Under the new three-year agreement announced by Jisc and the Public Library of Science (Plos) on 14 October, researchers at institutions affiliated with the UK digital services provider will be able to publish in seven journals owned by the San Francisco-based publisher without paying additional APCs.

The deal – which, in theory, would allow researchers to publish as many times as they wanted, pending the peer-review process, in a handful of Plos titles – is the first time that a large university consortium has provided collective agreements as an alternative to APCs at this scale, said Sara Rouhi, director of strategic partnerships for Plos.

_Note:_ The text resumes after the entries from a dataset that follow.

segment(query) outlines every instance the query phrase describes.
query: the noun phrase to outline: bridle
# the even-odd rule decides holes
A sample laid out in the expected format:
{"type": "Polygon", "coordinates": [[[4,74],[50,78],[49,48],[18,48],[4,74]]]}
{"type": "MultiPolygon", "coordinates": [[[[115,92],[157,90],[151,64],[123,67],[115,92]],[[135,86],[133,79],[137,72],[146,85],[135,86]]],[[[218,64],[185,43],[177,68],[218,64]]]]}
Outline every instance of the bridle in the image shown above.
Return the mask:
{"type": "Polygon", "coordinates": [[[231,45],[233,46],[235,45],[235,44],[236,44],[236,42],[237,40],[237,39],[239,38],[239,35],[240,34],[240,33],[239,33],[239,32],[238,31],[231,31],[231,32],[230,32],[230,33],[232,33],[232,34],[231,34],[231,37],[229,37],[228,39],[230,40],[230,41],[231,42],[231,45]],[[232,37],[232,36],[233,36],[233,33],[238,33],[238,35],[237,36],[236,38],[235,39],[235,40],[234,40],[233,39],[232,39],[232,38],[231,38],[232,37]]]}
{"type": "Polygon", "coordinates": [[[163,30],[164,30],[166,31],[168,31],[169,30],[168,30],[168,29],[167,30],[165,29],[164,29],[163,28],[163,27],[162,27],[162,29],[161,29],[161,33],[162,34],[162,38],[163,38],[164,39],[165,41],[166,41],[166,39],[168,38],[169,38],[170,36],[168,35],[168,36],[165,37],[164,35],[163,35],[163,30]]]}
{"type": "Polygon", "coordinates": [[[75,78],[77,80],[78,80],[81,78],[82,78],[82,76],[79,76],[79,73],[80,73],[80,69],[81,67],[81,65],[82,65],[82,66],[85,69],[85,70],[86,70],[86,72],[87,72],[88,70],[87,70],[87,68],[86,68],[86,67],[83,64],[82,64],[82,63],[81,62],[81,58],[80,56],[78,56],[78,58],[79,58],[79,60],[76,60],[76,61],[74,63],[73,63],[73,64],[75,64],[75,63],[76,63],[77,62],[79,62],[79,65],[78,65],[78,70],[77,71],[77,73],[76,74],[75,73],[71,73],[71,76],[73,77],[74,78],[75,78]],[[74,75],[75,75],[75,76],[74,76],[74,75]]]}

At present, researchers who are unable to find APCs from their employer can ask for a fee waiver from Plos, but this deal would eliminate the need for these requests, Ms Rouhi told Times Higher Education.

“No one wants to ask for a handout, even if it is about asking for support for your research,” she said, adding that the deal would help to address the “inequalities in research which mean that some people do not have access to APCs”.

Under the flat fee agreement, which begins in January, annual fixed prices will cover unlimited publishing for corresponding authors in five journals, including Plos Genetics, Plos Computational Biology, Plos Neglected Tropical Diseases and the megajournal Plos One, which published 142,000 articles between 2006 and 2015.

A second agreement would enable unlimited publishing in a further two PLOS titles – Plos Medicine and Plos Biology – for both corresponding and contributing authors.

In May 2020, Plos One charged $1,695 (£1,306) for the publication of research articles, while the APCs for Plos Medicine and Plos Biology were $3,000 (£2,300).

Caren Milloy, Jisc’s director of licensing, said the group, which negotiates deals with large publishers on behalf of UK universities and research institutes, was “pleased to have reached these pioneering agreements with Plos, which will make it easier for researchers to publish open access and offer affordability and sustainability to institutions”.

“These collective action agreements have the potential to help shape the future of [open access] funding,” said Ms Milloy.

Plos had previously signed a similar deal with the University of California system. This was seen as protecting Plos periodicals at a time when they faced a potential threat from the transition of traditional subscription-based publishers to “read and publish” deals in which universities pay publication fees upfront in return for the removal of paywalls.